The Virginia county, home to 37 data centers, expects electricity for government and school buildings to cost $5 million more next fiscal year.

Mara Chen-Doyle

By Mara Chen-Doyle / Staff Writer

Henrico County tells staff to save power as electric bills jump 25%
img: 404 Media

Henrico County, Virginia, has told government and school employees to cut electricity use after officials said the county’s power rate will rise 25% on July 1, adding an estimated $5 million in costs next fiscal year.

County Manager John Vithoulkas sent the request on June 26 to thousands of county employees, according to a copy of the email obtained by 404 Media. Vithoulkas wrote that the higher rate applies to electricity used across Henrico County government and school facilities.
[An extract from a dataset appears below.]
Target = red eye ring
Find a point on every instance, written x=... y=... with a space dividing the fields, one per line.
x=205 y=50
He also said county officials expect additional electricity rate increases in future years.

The practical advice to staff was mundane: close blinds and turn off computers, among other conservation steps. The context is less mundane. Henrico, a county of more than 350,000 people just outside Richmond, has become one of Virginia’s data center clusters. The county currently hosts 37 data centers, according to 404 Media, and 17 more are planned.

Data centers are not office buildings with better badge readers. They are power-hungry industrial computing sites, packed with servers, cooling systems and backup infrastructure. Henrico’s rapid buildout has put it in the middle of a broader Virginia fight over who pays for the electricity grid that keeps the server farms humming.

404 Media reported that Henrico’s data center growth has been driven in part by its proximity to Washington, D.C., and the availability of large tracts of land. Meta built a data center in the county in 2017, according to company materials cited by 404 Media. Other facilities serve clients of different sizes, according to local reporting cited by 404 Media.

The county’s expansion has also drawn local resistance. WTVR has reported on plans for 17 additional data centers, including proposals involving hundreds of acres of Civil War battlefield land. Residents have pushed back against at least one expansion proposal, according to that reporting.

Vithoulkas’s email, as reported by 404 Media, did not say data centers caused the county’s rate increase. The available facts show the awkward collision: a local government in a major data center hub is asking schools and public employees to save electricity because its own power bill is about to get much more expensive.

For residents, the immediate issue is not a cloud-computing abstraction. It is public money. A 25% electricity rate increase for government and school facilities means Henrico expects to spend $5 million more in the next fiscal year just to keep public buildings powered.

The county’s advice to workers may trim some usage at the margins. Blinds reduce heat from sunlight, and shutting down computers cuts waste after hours. Those steps are standard facilities management, not a solution to the regional power demand created by adding dozens of server farms.

Henrico’s case shows the local version of a national infrastructure problem. Data centers are sold as economic development, and local governments often welcome the tax base. The costs arrive through substations, transmission lines, higher demand and, in this case, an email telling public employees to conserve electricity before the next bill lands.

This story draws on original reporting from 404 Media.